Friday, 12 December 2014 04:36








A Bill is a legislative draft proposed in Parliament for approval. If approved and passed by Parliament and assented by the President, the Bill becomes an Act. Bill may be introduced in the Parliament by ministers or private members. The former are called government bills and the latter, private members' bills. Bills may also be classified as public bills and private bills.

Bills may be classified on the basis of their content as Ordinary Bill and Money Bill.

a) Ordinary Bill

Any Bill which is not a Constitution Amendment Bill or a Money Bill is classified as an Ordinary Bill. Ordinary Bills are of five types.

• Original Bills (which embody new proposals, ideas or policies),

• Amending Bills (which modify, amend or revise existing Acts),

• Consolidating Bills (which consolidate existing law on a particular subject),

• Expiring Laws (Continuance) Bills (which authorise the continuation of an expiring Act), and

• Bills to replace Ordinances issued by the President.

Procedure for passing of an Ordinary Bill: An Ordinary Bill may be introduced in Lok Sabha or Rajya Sabha. The Bill needs to be passed by both Houses by a majority of members present and voting. If it is passed by the House in which it was introduced, and rejected by the other House, the President may call a joint sitting of both the Houses. In this sitting, the decision to accept or reject a Bill is taken by the majority of the total number of members of both Houses present and voting.

b) Money Bill

A Bill is considered to be a Money Bill if it contains only provisions dealing with all or any of the following matters listed below as:

• The imposition, abolition, remission, alteration or regulation of any tax;

• The regulation of money borrowed by the Government of India or any guarantee given by the Government of India;

• The Bill can also consider amendment of the law with respect to any financial obligations undertaken or to be undertaken by the Government of India;

• The custody of the Consolidated Fund of India or the Contingency Fund of India , the payment of moneys into or the withdrawal of moneys from any such Fund;

• The appropriation of moneys out of the Consolidated Fund of India;

• The declaring of a new item to be expenditure charged on the Consolidated Fund of India. Also, if there is any increase in the amount of any such expenditure;

• The receipt of money on account of the Consolidated Fund of India or the Public Account of India or the custody or the issue of such money or the audit of the accounts of the Union or of a State; or

• Any matter incidental to any of the matters specified above.

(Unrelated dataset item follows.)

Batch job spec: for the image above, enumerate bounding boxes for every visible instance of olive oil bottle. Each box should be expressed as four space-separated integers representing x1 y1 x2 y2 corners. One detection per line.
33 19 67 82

A Money Bill can be introduced in Lok Sabha only. If any question arises whether a Bill is a Money Bill or not, the decision of Speaker thereon is final. The Speaker is under no obligation to consult any one in coming to a decision or in giving his certificate that a Bill is a Money Bill. The Speaker’s certificate on a Money Bill once given is final and cannot be challenged. A Money Bill cannot be referred to a Joint Committee of the Houses.

Procedure for passing of Money Bill:

1. Money Bills can be introduced only in Lok Sabha (the directly elected 'people's house' of the Indian Parliament).

2. Money Bills passed by the Lok Sabha are sent to the Rajya Sabha (the upper house of parliament, elected by the state and territorial legislatures or appointed by the President). The Rajya Sabha may not amend Money Bills but can recommend amendments. A money Bill must be returned to the Lok Sabha within 14 days or the Bill is deemed to have passed both houses in the form it was originally passed by the Lok Sabha.

3. When a Money Bill is returned to the Lok Sabha with the recommended amendments of the Rajya Sabha it is open to Lok Sabha to accept or reject any or all of the recommendations.

4. A Money Bill is deemed to be passed by both the houses with or without any amendments recommended by Rajya Sabha.